2-element Array{Float64,1}:
 -3.13347
  6.89947

This answer is not the "answer" (as that doesn't exist):

A*x - b

4-element Array{Float64,1}:
  9.66548
 23.097  
 32.7624 
 48.0623

However, it has a property: it is the x with the smallest difference:

norm(A*x - b)

63.3265770219158

sort([norm(A*rand(2) - b) for _ in 1:10])

10-element Array{Any,1}:
  1.11337
  2.49197
  2.50891
  2.8541 
  3.89776
  4.96715
  5.42795
  5.71885
  7.3971 
 10.695

Why?

(P279) Suppose $Ax=b$ has $A$ being $m \times n$ with $m > n$ and $rank(A) = n$. Then, this will typically have no solutions. In that case, what is sought is a best solution in the sense of minimizing $\| b - Ax \|_2$.

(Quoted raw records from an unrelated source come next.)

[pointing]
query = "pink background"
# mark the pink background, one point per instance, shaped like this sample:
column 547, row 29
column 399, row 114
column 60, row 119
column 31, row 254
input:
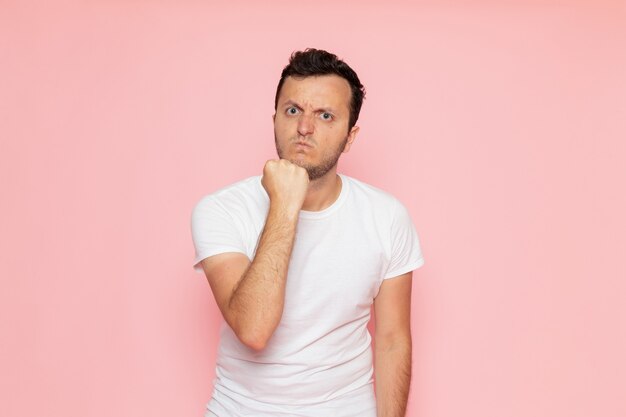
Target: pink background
column 500, row 125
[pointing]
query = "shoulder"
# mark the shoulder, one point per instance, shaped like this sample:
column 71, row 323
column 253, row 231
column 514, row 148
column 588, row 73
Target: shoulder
column 374, row 197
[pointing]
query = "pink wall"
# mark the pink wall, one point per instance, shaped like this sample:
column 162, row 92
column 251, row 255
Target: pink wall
column 501, row 126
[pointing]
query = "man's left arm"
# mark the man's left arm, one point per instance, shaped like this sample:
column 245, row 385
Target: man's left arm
column 392, row 311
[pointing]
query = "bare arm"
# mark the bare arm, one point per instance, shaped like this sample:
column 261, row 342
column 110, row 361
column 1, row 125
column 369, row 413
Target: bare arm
column 251, row 295
column 392, row 310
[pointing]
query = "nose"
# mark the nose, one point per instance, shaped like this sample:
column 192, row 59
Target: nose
column 305, row 125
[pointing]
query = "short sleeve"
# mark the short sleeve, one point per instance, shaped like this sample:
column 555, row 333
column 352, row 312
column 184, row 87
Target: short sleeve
column 406, row 252
column 213, row 231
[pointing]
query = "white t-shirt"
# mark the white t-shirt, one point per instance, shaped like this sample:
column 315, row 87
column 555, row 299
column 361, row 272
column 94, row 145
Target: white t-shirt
column 318, row 362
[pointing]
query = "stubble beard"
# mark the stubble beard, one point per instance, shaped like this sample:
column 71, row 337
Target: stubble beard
column 316, row 171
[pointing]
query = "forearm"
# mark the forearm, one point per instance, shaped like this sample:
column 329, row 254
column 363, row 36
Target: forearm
column 258, row 298
column 393, row 377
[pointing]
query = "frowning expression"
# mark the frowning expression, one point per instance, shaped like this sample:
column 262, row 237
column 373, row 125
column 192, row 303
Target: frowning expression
column 311, row 122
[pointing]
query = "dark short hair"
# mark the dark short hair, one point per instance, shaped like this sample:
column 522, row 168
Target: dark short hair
column 319, row 62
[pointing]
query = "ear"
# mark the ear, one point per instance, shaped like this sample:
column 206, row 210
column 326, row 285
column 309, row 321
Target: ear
column 351, row 137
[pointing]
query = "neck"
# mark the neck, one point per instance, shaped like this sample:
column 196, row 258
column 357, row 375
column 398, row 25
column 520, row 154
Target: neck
column 322, row 192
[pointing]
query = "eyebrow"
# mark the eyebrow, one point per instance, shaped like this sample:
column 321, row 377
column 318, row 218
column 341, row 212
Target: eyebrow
column 325, row 109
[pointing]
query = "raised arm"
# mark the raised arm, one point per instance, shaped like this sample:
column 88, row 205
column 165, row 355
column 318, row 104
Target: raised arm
column 392, row 311
column 251, row 295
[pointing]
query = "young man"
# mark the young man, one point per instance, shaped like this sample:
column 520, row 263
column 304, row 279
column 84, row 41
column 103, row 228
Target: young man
column 295, row 259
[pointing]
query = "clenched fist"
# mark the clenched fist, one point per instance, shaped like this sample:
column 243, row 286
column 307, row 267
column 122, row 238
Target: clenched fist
column 286, row 184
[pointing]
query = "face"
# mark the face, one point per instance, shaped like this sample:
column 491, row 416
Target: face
column 311, row 122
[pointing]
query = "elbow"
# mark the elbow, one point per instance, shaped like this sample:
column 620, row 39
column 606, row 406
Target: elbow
column 253, row 341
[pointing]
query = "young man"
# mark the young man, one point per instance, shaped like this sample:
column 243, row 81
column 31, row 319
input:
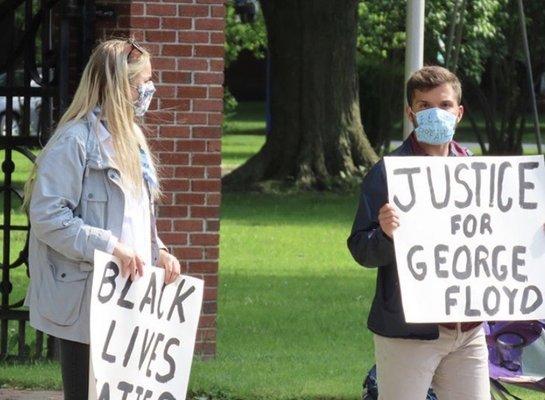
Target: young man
column 410, row 358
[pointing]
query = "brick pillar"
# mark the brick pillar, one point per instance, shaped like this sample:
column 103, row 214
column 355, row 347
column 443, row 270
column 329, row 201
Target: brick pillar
column 186, row 40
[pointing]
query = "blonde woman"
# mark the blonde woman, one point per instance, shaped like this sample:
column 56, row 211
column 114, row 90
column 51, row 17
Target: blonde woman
column 93, row 188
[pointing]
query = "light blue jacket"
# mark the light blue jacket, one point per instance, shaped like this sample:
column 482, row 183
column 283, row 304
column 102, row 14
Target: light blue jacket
column 77, row 204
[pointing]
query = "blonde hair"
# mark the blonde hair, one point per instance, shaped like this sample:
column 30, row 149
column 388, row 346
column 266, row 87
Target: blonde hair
column 105, row 83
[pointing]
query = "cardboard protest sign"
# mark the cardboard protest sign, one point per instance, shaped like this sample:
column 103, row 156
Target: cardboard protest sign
column 142, row 332
column 471, row 240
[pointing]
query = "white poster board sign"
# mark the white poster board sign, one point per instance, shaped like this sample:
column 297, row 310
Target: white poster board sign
column 471, row 240
column 142, row 332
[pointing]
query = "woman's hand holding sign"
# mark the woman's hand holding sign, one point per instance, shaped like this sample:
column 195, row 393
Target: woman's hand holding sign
column 131, row 263
column 170, row 264
column 388, row 219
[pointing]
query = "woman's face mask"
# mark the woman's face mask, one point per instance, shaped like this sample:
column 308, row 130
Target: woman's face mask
column 435, row 126
column 145, row 94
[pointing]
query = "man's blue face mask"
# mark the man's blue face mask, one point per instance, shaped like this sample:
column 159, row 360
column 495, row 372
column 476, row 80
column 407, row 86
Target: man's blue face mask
column 435, row 126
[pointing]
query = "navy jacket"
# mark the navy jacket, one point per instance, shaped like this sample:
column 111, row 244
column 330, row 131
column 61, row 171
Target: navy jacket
column 370, row 247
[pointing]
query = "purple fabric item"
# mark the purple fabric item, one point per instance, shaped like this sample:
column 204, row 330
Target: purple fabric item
column 506, row 343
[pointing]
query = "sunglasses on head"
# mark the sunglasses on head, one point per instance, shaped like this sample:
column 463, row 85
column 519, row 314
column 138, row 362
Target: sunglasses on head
column 134, row 46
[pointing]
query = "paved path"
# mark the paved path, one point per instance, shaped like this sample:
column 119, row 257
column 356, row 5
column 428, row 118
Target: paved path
column 11, row 394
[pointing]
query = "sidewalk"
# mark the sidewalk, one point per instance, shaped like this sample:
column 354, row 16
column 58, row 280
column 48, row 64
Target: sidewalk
column 12, row 394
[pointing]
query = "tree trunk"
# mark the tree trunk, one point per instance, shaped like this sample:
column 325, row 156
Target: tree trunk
column 316, row 132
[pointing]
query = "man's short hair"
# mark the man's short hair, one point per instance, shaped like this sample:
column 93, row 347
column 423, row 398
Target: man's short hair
column 430, row 77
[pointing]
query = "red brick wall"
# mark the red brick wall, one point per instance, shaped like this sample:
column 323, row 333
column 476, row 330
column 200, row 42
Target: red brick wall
column 186, row 40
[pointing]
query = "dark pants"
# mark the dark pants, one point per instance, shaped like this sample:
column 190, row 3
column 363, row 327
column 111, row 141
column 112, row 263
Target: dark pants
column 75, row 369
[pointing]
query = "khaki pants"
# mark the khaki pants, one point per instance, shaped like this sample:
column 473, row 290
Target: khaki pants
column 455, row 365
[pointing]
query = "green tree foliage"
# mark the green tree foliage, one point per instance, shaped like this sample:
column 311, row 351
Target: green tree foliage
column 381, row 43
column 240, row 36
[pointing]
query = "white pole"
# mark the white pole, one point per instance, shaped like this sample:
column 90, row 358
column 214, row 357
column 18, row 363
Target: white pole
column 414, row 49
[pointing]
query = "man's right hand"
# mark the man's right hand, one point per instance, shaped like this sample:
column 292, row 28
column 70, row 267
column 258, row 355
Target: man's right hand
column 388, row 219
column 131, row 263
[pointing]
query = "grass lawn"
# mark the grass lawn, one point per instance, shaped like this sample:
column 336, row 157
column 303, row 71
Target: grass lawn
column 292, row 302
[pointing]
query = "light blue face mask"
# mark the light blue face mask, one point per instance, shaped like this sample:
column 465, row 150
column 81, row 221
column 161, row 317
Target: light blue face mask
column 435, row 126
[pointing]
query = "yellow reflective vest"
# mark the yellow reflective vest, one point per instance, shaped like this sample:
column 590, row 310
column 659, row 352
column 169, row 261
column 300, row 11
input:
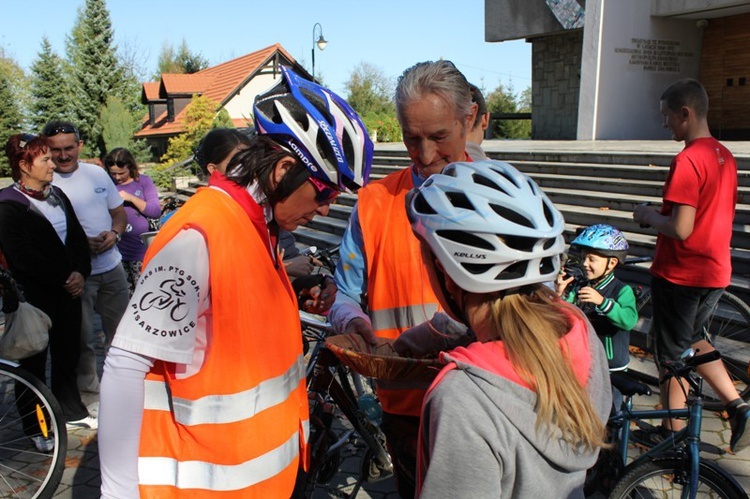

Now suppose $x$ solves $A^TAx=A^Tb$, and $y$ is some other value, then

$$~ \begin{align} \|b - Ay\|_2^2 &= \|b - Ax + A(x-y)\|_2^2\\ &= (b - Ax + A(x-y))^T \cdot (b - Ax + A(x-y))\\ &= (b - Ax)^T\cdot (b-Ax) + (b-Ax)^T\cdot (A(x-y)) + (A(x-y))^T \cdot (b-Ax) + (A(x-y)^T) \cdot (A(x-y))\\ &= \| b - Ax \|_2^2 + 0 + 0 + \|A(x-y)\|_2^2\\ &\geq \| b - Ax \|_2^2 \end{align} ~$$

The latter because, $Ax-b$ has a $0$ dot product with vectors in the column space of $A$ (as $A^T(Ax-b)=0$. But $A(x-y)$ is in the column space of $A$. (Any $Az = [A_{\cdot 1} ; A_{\cdot 2} ; \cdots ; A_{\cdot n}] \cdot z = z_1A_{\cdot 1} + z_2A_{\cdot 2} + \cdots + z_n A_{\cdot n}$.) So, the cross terms are 0 and the result holds.